Versioning of the delta table works across partitions - you would normally update multiple partitions as a single batch, rather than running separate parallel jobs for each partition. So you see a single delta table version that covers all partition updates, and can rollback using that logic. For upsert & optimize, absolutely you'll see two different versions, one for each batch transaction. Optimize shouldn't affect any downstream tables given there is no actual data change in there! Simon

@ascensiuneabm2683 Жыл бұрын

What is the difference between autoloader and CDF?

@pragattiwari5530 Жыл бұрын

Hi My question might be little dumb but please allow me to ask. Let's say we have a parquet file with 1000 records and my table is CDF enabled table. If i update just one record out of those 1000 records and for that one specific record i have got my change log dir created and parquet file having the two records about current and previous record/ When i will just query my table how it will know that for just one record we have to look other parquet file also what will happen to the one record which is still present in the latest parquet file? pls answer asap

@AdvancingAnalytics Жыл бұрын

It's been a while since I've dug into it, but from memory the standard Delta parquet files separate inserts and updated records. If you query the table looking for table changes, it'll return records from the "inserted" parquet, and records from the change feed directory. If you query the table normally, it just takes all of the normal parquet. I'll double-check that's how it's working in the week! Simon

@pragattiwari5530 Жыл бұрын

@@AdvancingAnalytics Thanks it would be really helpful.

@kuldipjoshi1406 3 жыл бұрын

readstream upserts goona drive data lake crazy on size i think..maybe i can sort of hijack microbatch and do vaccum there(I see risk doint that though)..Useful feature anyways. Looking for video on the example continuation of flights dataset with this feature .

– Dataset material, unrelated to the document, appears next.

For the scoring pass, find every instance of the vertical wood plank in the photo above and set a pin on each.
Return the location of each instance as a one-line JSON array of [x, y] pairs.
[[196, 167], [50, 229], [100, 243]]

@AdvancingAnalytics 3 жыл бұрын

Yep, definitely gonna be some considerations if you're always upserting. Splitting it into insert and update transactions will make more efficient, but harder to do in a stream! I've not yet looked at whether we can do anything with OPTIMIZE over the change feed... Doubt it but worth a look! Simon

@kuldipjoshi1406 3 жыл бұрын

@@AdvancingAnalytics I tried doing it on stream, Worked till some time and failed . I have put it to trigger on evey few mins then it works fine. Its a lways a tradeoff i think

@bigchallenge7987 2 жыл бұрын

I did not understand the difference between time travel and CDF? Could you please explain?

@AdvancingAnalytics 2 жыл бұрын

Time Travel shows you the state of data at a single point in time. Change Feed shows you which records that changed in between two points in time. Change Feed requires storing additional data, but makes propagating change downstream more efficient!

@bigchallenge7987 2 жыл бұрын

@@AdvancingAnalytics Thanks much, It make more sense now for me:) and we should also not confuse with change data capture from source system. As seen the docs, change data feed is a simplification over CDC. Please would like to have your insights on this?